This could mean a move from the highest level of listing, endangered, to threatened. Whether they will be delisted, or taken off the list of endangered species completely, he cannot say. The decision makers work in a different branch of the service while he works in the field on recovery.
“A recovery plan was written in 1983,” Meyers said. “In order for a population to be delisted, there are certain criteria that we need to meet. We have to establish at least three subpopulations of 50 or more animals on what is considered to be secure habitat, where there is no expectation of radical habitat change. There are a lot of places to put deer, but when you get into the definition of secure habitat, we are limited.”
According to Meyers, Puget Island is now considered secure habitat because of some state land and DNR land, and because it has proven it can support a good population of deer for the last 40 years.
"We are at a 10 year high in deer populations just about everywhere," Meyers said, including on Puget Island, Tenasillahe Island, the Julia Butler Hansen Refuge and the Westport area. Each area has a population over 50.
“Regionally, something is going on,” he said, “and everything is looking pretty good.
“This population is kind of unique. There are two major populations of Columbian White-tailed Deer. The population in Douglas County, Oregon, took off as soon as they put limits on hunting and started protecting them. They’ve got a bunch of contiguous habitat down there. The same thing didn’t happen here because we’ve got a bunch of habitat barriers.”

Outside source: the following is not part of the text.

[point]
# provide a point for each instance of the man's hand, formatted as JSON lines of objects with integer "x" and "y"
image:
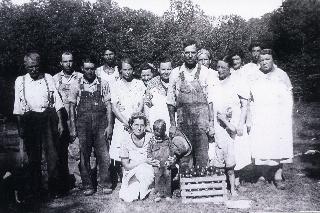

There are 5,000-6,000 deer in the Douglas County population. Here along the Columbia River, the numbers are much lower, estimated to be around 900.
Meyers described the lower Columbia habitat as “postage stamps” of habitat surrounded by coniferous forest. Because this kind of landscape is a major obstacle to this population of deer, the only way to reestablish population elsewhere was to pick them up and move them.
Thus the translocation program.
“We’ve probably moved 60-70 deer down to Ridgfield. We are in our last year of moving them. We’ve only got a couple weeks left, in fact. So far this year, we’ve moved nine deer from Puget Island and 14 from the Westport area. Our expectation is that that population is going to be over 100 animals in a couple years and if so, we will have reached our recovery goals.
Then it will be time for another analysis. And they will watch and wait, because it will take time to make sure that the Ridgfield population is stable.
For now, Meyers and his colleagues are in the field in order to translocate a couple more deer before March ends in order to meet their quota.